Dollar-cost averaging, or DCA, is an investment strategy that tries to minimize your risks by making multiple purchases of an asset over a period of time, realizing several different entry prices.
By spreading out the purchase of a security over several smaller purchases, the DCA strategy makes periodic deposits which combine to form an "average" price. The investor would add the investment purchase prices, then divide the sum by the amount of purchases made.
Let's say you've identified an investment and noticed the stock price tends to move up and down a lot. You're not sure if the price you'd pay now is the best you'll see or if it will drop in the days and weeks to come... you could instead buy $100 per month. Reviewing the purchases after five months, you see that you'd purchased units at $50, $49, $48, $47, and $51.
The total number of units received from the five $100 outlays would have been approximately 10.21 resulting in an average cost of $48.97.
When you dollar-cost average, you buy more shares of an investment when the share price is low and fewer shares when the share price is high. This can result in paying a lower average price per share over time. It's worth noting that dollar-cost averaging doesn't always result in a lower average cost.

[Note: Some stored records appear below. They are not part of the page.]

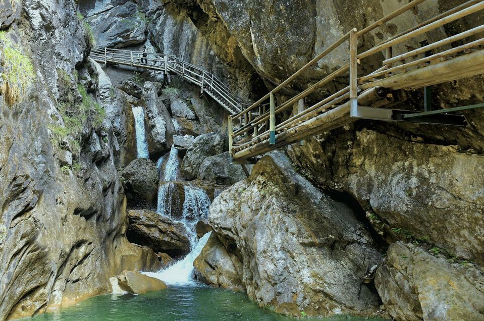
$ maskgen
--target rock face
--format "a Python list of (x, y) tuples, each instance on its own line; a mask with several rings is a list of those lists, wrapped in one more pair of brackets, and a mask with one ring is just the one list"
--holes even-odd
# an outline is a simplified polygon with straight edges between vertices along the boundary
[(181, 223), (146, 209), (129, 210), (128, 217), (129, 225), (126, 236), (130, 242), (172, 256), (190, 251), (187, 230)]
[(220, 134), (208, 133), (199, 136), (187, 151), (180, 173), (187, 179), (195, 179), (204, 159), (223, 152), (224, 144), (224, 138)]
[(86, 13), (89, 16), (86, 21), (94, 26), (92, 31), (97, 44), (121, 48), (144, 42), (146, 39), (144, 14), (138, 11), (135, 2), (117, 5), (107, 11)]
[[(193, 262), (197, 278), (213, 286), (233, 291), (245, 290), (237, 272), (241, 270), (242, 264), (236, 256), (232, 256), (233, 258), (212, 233), (201, 253)], [(237, 265), (237, 269), (232, 259)]]
[(396, 320), (484, 319), (484, 275), (402, 242), (388, 249), (375, 285)]
[(289, 154), (311, 180), (347, 191), (391, 227), (484, 262), (482, 155), (367, 129), (319, 136)]
[(136, 271), (123, 272), (118, 276), (118, 284), (123, 290), (136, 294), (167, 288), (167, 285), (163, 281)]
[(249, 179), (217, 197), (209, 220), (242, 262), (238, 274), (259, 305), (293, 315), (378, 310), (377, 294), (362, 280), (382, 259), (371, 237), (349, 208), (312, 186), (281, 154), (263, 157)]
[(123, 171), (126, 195), (132, 200), (144, 199), (152, 203), (158, 191), (159, 178), (156, 166), (145, 158), (135, 159)]
[[(249, 173), (251, 167), (248, 167)], [(230, 165), (228, 151), (205, 158), (200, 165), (198, 177), (201, 180), (226, 185), (231, 185), (247, 178), (240, 165)]]

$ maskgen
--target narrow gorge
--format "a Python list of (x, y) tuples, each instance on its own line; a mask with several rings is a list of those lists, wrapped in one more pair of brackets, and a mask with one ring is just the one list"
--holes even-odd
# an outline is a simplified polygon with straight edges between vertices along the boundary
[(483, 12), (2, 0), (0, 320), (484, 320)]

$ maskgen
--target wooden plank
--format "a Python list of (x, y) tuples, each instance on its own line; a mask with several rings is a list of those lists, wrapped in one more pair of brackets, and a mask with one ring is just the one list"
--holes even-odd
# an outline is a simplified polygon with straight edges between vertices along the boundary
[(441, 27), (445, 24), (449, 23), (449, 22), (455, 21), (455, 20), (459, 19), (463, 17), (468, 16), (469, 15), (481, 10), (483, 9), (484, 9), (484, 1), (476, 4), (473, 6), (469, 7), (469, 8), (465, 9), (463, 9), (460, 11), (458, 11), (455, 13), (439, 19), (433, 22), (432, 23), (429, 24), (426, 26), (424, 26), (421, 28), (415, 30), (411, 32), (402, 35), (400, 37), (396, 38), (393, 40), (387, 41), (386, 42), (382, 43), (381, 45), (373, 47), (373, 48), (366, 50), (364, 52), (359, 54), (358, 56), (358, 59), (360, 60), (363, 59), (363, 58), (386, 49), (389, 47), (394, 46), (397, 43), (402, 42), (402, 41), (404, 41), (416, 36), (428, 32), (431, 30), (433, 30), (439, 27)]
[(425, 51), (432, 50), (433, 49), (435, 49), (436, 48), (438, 48), (439, 47), (448, 44), (449, 43), (451, 43), (454, 41), (457, 41), (457, 40), (464, 39), (464, 38), (470, 37), (483, 31), (484, 31), (484, 25), (481, 25), (478, 27), (476, 27), (475, 28), (473, 28), (470, 30), (467, 30), (467, 31), (461, 32), (459, 34), (456, 34), (455, 36), (446, 38), (445, 39), (441, 40), (439, 41), (431, 43), (430, 44), (421, 47), (421, 48), (417, 48), (415, 50), (412, 50), (411, 51), (402, 54), (402, 55), (397, 56), (397, 57), (393, 58), (391, 57), (387, 57), (386, 60), (384, 60), (383, 61), (383, 64), (387, 65), (389, 64), (394, 64), (397, 62), (404, 60), (407, 58), (416, 56), (419, 54), (424, 53)]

The basic steps for an investor to set up DCA are to choose the investment, determine a dollar amount to invest, choose an investment frequency, and decide if they want to make manual purchases or set up automated deposits.
In closing, any investment strategy is only as good as the stocks you pick. Dollar-cost averaging can help ease apprehension and is better than trying to time the markets, but it is no substitute for finding quality companies to invest in.